Both students — all of whom ran as Republicans — lost with just under a quarter of the vote.

In a special election last January, then mathematics and secondary education Augsburg senior Ben Schwanke ran for state Senate in District 59, which included the University area.

Schwanke ran against Kari Dziedzic. He lost, garnering 19 percent of the vote, and Dziedzic replaced Larry Pogemiller, the former senator who resigned to take a job as the director of the Minnesota Office of Higher Education.

Schwanke said he understood running as a college student would be an uphill battle.

“Just knowing that you’re a college student, you kind of have the odds against you already,” Schwanke said.

Schwanke had 30 to 40 volunteers helping on his campaign.

Zalewski had two friends working with him. He said he received his funding from family members and described his campaign as being “very, very grassroots.”

Schwanke’s volunteers went door-knocking, handed out flyers, posted on Facebook and texted their friends about his campaign.

“I definitely did feel like I was supported by the college students,” said Schwanke. “I felt overwhelming support.”

Schwanke said he thought he had good student support in the district, but the special election took place in early January while University students were on break.

“I don’t think it would have swung things for a win or a loss, but I think it affected the total outcome.”

Over in St. Paul, Macalester political science and German junior Andrew Ojeda also ran in last week’s election.

Ojeda lost to DFLer Erin Murphy in the race to represent District 64A. Ojeda captured almost 21 percent of the votes.

Like Zalewski and Schwanke, Ojeda ran as a Republican because he believes that the Republican Party most aligns with his views and how he was raised.

“It really stems back to my parents,” he said. “My mom and dad both came from Mexico, and they really knew the value of hard work.”

After working in the state Capitol under Sen. Gretchen Hoffman, R-Vergas, Ojeda said he saw a lot of things he liked and a lot of things he didn’t like.

He decided to run last winter and received the Republican endorsement.

Ojeda said because he’s young, he was able to put a lot of energy into the campaign.

“I didn’t burn out at all really.”

He said he raked leaves and helped people out when he went door-knocking around his district.

Schwanke had similar sentiments. He said his schedule was often getting to sleep at 3 a.m. and waking up at 7 a.m.

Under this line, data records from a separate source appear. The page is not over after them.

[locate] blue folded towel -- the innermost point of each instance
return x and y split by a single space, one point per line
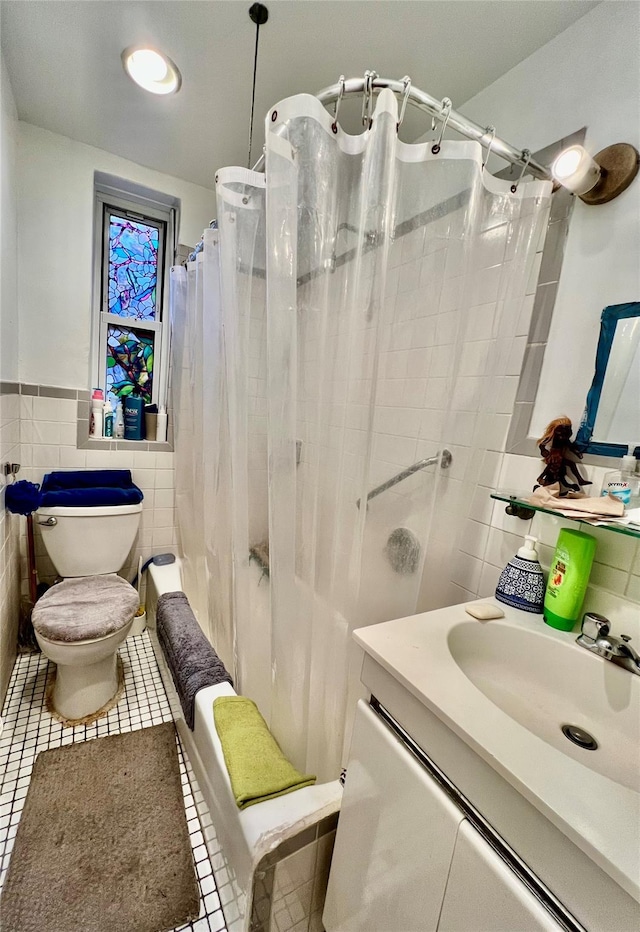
192 660
90 487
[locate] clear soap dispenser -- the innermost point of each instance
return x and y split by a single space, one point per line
521 584
624 483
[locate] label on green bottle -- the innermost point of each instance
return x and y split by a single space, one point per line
558 573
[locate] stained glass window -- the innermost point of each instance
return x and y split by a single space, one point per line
133 267
129 363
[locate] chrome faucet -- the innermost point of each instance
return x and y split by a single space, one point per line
596 638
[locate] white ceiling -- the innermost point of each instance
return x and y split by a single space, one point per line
63 58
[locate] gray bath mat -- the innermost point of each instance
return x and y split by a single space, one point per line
103 843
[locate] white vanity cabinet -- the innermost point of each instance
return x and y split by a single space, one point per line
395 839
407 860
483 893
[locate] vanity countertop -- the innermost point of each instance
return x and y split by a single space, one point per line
538 678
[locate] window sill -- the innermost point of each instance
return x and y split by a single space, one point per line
110 443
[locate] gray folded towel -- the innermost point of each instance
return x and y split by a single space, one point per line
192 660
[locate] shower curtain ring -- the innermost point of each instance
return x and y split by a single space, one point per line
405 97
526 155
367 98
492 131
444 115
334 125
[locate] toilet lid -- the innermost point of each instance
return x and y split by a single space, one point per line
85 608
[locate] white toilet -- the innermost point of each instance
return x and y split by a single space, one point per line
87 546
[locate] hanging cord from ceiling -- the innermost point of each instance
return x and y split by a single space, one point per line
259 14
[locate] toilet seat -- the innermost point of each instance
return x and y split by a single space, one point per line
85 608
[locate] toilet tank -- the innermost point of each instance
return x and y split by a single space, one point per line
88 541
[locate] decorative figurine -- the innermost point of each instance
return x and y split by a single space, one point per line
561 457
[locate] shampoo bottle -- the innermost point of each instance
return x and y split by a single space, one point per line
108 419
568 578
119 425
133 418
96 422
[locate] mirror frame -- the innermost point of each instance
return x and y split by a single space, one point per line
608 323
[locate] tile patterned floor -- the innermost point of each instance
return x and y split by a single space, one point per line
29 729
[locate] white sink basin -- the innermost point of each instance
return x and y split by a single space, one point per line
543 683
504 688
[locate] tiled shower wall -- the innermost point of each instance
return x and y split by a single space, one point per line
52 438
9 534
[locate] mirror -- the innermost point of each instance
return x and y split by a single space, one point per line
612 411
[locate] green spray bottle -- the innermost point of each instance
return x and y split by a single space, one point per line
568 578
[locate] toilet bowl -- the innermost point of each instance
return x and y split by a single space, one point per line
87 676
81 621
79 624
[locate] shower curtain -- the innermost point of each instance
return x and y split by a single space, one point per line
388 284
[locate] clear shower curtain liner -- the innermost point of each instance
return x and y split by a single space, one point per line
372 293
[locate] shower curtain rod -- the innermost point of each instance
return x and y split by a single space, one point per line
484 135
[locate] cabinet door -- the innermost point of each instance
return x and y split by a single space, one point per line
483 894
395 838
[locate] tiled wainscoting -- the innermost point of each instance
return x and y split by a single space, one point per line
9 536
54 435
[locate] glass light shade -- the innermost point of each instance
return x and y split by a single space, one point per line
151 70
575 170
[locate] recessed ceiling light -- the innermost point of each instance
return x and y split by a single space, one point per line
151 70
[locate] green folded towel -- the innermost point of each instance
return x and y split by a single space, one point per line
257 767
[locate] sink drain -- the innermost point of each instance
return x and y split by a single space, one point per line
580 737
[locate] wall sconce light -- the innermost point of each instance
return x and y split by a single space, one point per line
601 178
152 70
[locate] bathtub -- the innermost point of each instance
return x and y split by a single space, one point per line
241 839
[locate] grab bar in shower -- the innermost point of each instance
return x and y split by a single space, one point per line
445 459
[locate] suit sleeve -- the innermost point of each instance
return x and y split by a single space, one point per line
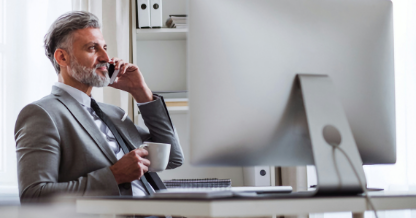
157 120
38 158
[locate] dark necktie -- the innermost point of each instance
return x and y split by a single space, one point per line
119 139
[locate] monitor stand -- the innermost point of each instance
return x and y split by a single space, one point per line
334 149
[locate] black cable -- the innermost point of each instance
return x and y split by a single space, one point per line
359 180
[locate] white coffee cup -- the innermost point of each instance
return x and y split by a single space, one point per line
158 155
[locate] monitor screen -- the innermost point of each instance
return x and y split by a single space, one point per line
243 58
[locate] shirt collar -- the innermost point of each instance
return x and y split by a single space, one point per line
77 94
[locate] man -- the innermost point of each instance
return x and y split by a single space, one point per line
69 144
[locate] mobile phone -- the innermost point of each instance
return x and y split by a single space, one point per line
112 73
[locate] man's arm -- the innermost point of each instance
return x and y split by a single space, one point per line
154 112
157 120
38 158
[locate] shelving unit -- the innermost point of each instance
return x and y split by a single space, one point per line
161 57
161 34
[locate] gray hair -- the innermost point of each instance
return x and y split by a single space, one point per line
60 33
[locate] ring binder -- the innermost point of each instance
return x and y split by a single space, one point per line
143 13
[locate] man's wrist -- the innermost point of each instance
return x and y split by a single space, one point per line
142 95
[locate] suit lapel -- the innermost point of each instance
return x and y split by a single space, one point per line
124 128
85 121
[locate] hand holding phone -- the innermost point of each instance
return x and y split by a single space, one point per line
112 73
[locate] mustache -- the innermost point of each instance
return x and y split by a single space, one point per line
100 65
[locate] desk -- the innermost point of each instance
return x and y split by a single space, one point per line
108 207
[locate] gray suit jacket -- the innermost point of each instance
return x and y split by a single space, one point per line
60 150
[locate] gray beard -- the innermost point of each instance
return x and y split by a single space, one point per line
88 76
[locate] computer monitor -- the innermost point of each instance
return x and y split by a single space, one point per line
244 58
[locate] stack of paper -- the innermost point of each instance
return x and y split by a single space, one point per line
198 183
178 21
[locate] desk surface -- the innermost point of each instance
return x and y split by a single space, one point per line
245 207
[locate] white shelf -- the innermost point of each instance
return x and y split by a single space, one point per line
161 34
178 109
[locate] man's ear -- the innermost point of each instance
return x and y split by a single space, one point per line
61 57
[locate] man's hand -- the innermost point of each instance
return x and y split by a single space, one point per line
131 80
131 166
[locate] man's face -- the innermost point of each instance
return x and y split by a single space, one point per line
88 57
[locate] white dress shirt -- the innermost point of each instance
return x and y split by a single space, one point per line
85 101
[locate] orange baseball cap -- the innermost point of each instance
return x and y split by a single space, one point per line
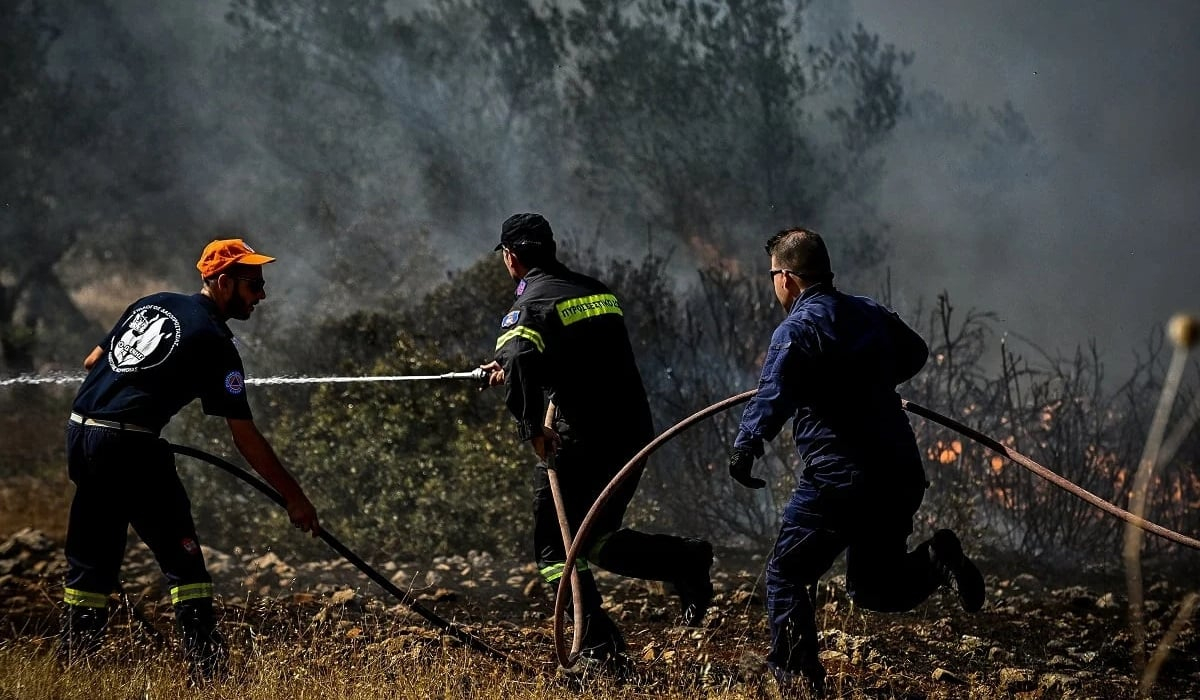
221 253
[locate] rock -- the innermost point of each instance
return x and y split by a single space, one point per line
1057 682
271 562
1017 680
27 542
342 597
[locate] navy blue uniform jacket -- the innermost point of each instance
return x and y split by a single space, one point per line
166 351
833 368
565 335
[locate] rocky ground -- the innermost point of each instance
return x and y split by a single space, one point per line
1039 635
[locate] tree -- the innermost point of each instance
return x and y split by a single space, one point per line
711 118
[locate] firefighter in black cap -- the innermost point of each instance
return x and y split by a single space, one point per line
565 337
166 351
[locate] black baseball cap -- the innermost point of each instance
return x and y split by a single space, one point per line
526 229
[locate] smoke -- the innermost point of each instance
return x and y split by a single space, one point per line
1086 238
1048 169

Ojeda felt students at Macalester especially supported his campaign.

“A lot of students just really appreciated the fact that I was able to do it, especially on a full course load,” Ojeda said. “I think a lot of students did know who I was at Macalester.”

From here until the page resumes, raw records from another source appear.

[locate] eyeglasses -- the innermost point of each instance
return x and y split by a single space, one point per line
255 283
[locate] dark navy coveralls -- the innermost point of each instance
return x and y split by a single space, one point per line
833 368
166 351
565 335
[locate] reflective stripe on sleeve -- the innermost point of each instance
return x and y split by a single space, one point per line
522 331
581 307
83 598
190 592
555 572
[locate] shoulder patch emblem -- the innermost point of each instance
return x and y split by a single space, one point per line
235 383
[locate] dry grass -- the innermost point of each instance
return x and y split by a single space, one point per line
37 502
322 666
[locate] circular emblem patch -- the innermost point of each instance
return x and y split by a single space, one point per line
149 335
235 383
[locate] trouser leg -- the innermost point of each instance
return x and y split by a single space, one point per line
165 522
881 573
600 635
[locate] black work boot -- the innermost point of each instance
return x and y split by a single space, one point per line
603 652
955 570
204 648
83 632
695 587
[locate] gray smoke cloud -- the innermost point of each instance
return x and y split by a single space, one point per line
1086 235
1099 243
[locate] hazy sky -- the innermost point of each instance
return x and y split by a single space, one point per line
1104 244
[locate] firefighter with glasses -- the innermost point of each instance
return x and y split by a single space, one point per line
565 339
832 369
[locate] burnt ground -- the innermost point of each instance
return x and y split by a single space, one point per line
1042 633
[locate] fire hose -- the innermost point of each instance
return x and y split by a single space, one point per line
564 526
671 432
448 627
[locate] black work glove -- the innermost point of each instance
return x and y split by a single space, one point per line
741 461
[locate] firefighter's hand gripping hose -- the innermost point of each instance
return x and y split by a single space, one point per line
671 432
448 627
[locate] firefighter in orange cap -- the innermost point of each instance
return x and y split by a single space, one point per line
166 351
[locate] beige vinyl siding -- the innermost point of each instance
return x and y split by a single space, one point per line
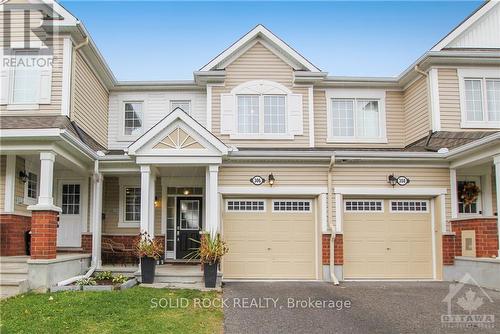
372 176
259 63
416 107
90 101
3 162
300 176
17 35
111 207
394 121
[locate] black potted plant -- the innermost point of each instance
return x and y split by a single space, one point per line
148 249
210 252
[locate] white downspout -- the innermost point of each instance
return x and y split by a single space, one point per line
93 267
330 223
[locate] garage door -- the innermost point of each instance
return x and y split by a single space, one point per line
387 239
269 239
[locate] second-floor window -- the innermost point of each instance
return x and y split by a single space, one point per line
133 118
482 99
355 118
185 105
257 114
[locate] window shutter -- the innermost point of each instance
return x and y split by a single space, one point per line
45 85
295 117
4 85
228 114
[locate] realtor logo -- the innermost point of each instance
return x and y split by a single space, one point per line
464 301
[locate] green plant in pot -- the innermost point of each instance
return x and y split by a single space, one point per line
148 249
210 252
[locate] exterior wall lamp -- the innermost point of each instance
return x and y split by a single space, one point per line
271 179
23 176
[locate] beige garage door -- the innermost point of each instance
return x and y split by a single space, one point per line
387 239
269 239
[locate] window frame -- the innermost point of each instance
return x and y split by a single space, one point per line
483 75
261 133
226 205
363 200
355 95
124 183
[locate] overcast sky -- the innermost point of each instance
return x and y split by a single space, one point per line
166 40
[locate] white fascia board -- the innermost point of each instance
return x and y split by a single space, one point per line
170 118
256 190
390 191
468 22
260 29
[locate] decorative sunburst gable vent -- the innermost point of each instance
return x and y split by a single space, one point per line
178 139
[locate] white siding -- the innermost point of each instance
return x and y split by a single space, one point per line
156 106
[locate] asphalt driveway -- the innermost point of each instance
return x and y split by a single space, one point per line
357 307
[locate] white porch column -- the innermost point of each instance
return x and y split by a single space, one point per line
10 184
97 185
145 198
454 194
496 160
213 223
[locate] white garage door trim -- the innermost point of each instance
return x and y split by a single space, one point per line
429 210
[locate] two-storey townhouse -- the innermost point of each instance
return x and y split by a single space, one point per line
305 175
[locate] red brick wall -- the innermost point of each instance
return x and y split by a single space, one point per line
339 249
486 235
448 249
12 229
43 234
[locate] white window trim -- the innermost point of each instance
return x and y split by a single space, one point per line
121 118
481 74
265 88
427 209
363 200
372 94
125 182
244 200
28 200
292 211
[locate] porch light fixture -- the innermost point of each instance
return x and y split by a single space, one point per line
271 179
392 180
23 176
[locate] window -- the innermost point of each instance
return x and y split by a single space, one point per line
132 204
70 199
480 97
185 105
358 118
409 206
364 206
26 80
261 114
245 205
32 186
291 206
133 119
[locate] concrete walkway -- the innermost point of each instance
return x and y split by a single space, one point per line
375 307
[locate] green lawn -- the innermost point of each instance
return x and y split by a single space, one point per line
128 311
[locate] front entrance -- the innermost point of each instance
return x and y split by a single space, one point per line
69 232
188 225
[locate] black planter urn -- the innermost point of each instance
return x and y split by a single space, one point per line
148 266
210 274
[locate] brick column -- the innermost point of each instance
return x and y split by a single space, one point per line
44 234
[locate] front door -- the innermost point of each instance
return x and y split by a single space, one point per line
188 225
69 231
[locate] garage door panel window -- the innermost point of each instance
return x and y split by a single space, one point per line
245 206
408 206
364 206
291 206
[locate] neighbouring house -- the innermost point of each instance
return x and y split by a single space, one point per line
305 175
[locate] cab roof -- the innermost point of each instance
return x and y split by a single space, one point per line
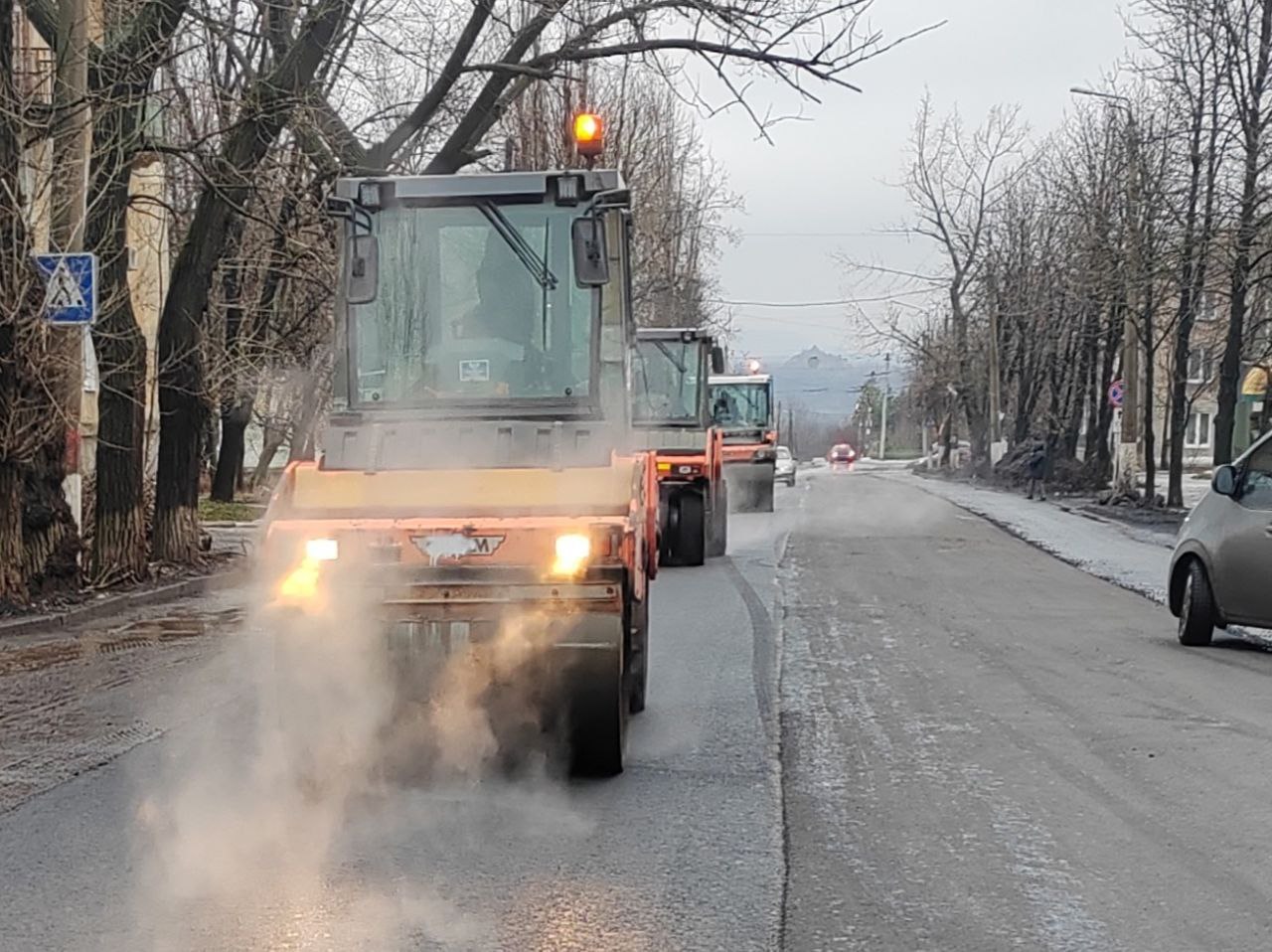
740 379
484 185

Many students who run for political office cite their youth and role as a student as reasons they should represent other students.

Some fellow students agreed but had reservations.

“I think that they would definitely bring a new perspective to the political system, but their lack of experience might be of some concern to voters,” English junior Timothy Krueger said.

All three candidates said they enjoyed running and gained a lot from the experience.

“It was one of the funnest times in my life,” Schwanke said. “I miss just having that conversation with people every day.”